Making efficient use of land is another principle of sustainable development. There is a return to higher density mixed use developments as not only does this reduce the amount of land required, it also means that facilities – shops, schools, employment, open space – will be within walking distance. Developments built around the 20-minute neighbourhood, such as Chapelton and Countesswells, are less car-dependent and have health, sociability and community benefits as well as reducing carbon emissions.
New regulations are being brought forward which will require all new homes consented from 2024 to use zero direct emissions heating. Zero or very near zero emissions heating in existing homes will be required between 2025 and 2045.
Alternatives to gas central heating include heat pumps; district heating networks; hydrogen boilers; and electric radiators.
Heat pumps absorb natural heat which can then be used to warm homes and water. The three main types are: ground-source; air-to-water; and air-to air. They are installed individually in houses. Heat networks supply heat from a central source, such as a combined heat and power plant and distribute it through underground pipes. There is no need for boilers within each property. They are most effective in high density developments.
The Scottish Government and Scottish Green Party's Shared Policy Programme for this parliamentary session proposes investing at least £400M in heat and energy efficiency projects, including support for zero carbon local and district heat networks, including large scale heat pumps.
The Aberdeen City CHP Network currently provides energy efficient, low cost, low carbon heating in 33 multi-storey blocks, 2 sheltered housing blocks as well as 15 public buildings in the city. The NESS Energy from Waste Project which is due to be operational in 2022 will be connected to a district heat network in East Tullos which will heat homes in the Torry area.
Hydrogen boilers heat the home with both natural gas and pure hydrogen. Existing gas boilers can be converted to hydrogen use. The Aberdeen Hydrogen First Initiative at the Cloverhill development in Bridge of Don will include a pilot scheme incorporating micro-CHP fuel-cell technology into 30 homes.
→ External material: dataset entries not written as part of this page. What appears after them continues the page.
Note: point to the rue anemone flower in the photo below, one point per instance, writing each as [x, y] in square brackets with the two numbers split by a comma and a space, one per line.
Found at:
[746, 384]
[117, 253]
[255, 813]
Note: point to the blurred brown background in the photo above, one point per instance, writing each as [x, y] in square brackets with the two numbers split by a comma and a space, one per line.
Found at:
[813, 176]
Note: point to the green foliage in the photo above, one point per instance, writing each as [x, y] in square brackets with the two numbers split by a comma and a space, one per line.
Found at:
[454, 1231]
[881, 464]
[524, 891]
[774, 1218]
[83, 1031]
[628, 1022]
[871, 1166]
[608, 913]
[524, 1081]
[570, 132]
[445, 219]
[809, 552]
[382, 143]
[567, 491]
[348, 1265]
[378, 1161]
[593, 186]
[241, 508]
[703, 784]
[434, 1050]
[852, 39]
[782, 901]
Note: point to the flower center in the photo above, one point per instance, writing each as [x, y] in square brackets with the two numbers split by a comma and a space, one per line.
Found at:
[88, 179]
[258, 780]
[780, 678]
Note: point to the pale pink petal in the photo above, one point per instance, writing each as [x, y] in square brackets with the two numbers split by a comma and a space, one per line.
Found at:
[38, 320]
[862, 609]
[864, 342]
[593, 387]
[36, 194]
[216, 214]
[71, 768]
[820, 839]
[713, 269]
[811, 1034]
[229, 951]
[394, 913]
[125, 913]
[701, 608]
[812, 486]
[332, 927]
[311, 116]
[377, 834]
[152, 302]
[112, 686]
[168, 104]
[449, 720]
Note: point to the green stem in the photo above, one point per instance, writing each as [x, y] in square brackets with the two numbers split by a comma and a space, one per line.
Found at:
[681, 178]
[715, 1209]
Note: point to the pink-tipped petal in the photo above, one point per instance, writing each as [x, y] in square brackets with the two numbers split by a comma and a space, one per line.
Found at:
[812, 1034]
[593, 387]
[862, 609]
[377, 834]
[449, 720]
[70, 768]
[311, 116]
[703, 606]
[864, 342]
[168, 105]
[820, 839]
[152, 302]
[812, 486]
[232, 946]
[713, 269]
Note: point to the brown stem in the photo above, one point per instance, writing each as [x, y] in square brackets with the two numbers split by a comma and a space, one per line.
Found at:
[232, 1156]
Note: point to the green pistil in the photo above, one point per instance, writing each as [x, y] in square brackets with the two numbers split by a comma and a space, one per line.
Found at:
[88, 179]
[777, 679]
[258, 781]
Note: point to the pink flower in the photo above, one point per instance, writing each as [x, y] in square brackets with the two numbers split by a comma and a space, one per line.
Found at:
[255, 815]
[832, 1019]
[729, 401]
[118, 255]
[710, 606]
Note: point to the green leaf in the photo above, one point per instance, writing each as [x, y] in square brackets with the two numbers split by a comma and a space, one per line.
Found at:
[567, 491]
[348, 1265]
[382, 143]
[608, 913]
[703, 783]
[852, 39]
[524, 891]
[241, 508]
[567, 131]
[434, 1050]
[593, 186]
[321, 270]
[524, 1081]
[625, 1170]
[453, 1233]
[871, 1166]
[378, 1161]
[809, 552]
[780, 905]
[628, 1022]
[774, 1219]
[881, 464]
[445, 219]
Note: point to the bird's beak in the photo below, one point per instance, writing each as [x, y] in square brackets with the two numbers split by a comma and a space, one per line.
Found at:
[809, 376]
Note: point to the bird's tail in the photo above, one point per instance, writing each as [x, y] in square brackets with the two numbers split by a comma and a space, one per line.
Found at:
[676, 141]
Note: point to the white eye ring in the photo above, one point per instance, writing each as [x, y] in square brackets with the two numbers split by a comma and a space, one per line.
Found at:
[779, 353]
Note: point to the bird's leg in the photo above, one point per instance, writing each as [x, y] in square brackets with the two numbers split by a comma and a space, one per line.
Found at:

2.2 million homes in the UK already use electric radiators and smart controls make them an efficient way to control heat requirements and thus reduce energy bills. They are currently perhaps the most likely replacement for gas boilers in existing houses.
Modernising construction of housing is also key to achieving the energy efficiency standards needed to meet the country's net zero targets. The Advanced Industrialised Methods for Construction of Homes Project (which includes north east housebuilders, Stewart Milne Homes and Barratt) has been developing the use of panelised offsite systems tol enable a house to be constructed on-site quicker and cheaper than traditional masonry methods, with improved build quality and reduction in waste.
These and other sustainable measures may save the planet, but they come at a cost to housebuilders and homebuyers. A heat pump costs approximately £5000 more than a gas boiler, yet surveys show that homebuyers are only willing to pay an extra £3000 to have green technologies in their home. The Scottish Government is therefore looking at cash-back and grant schemes for home and building owners who install zero emission heat improvements in their properties.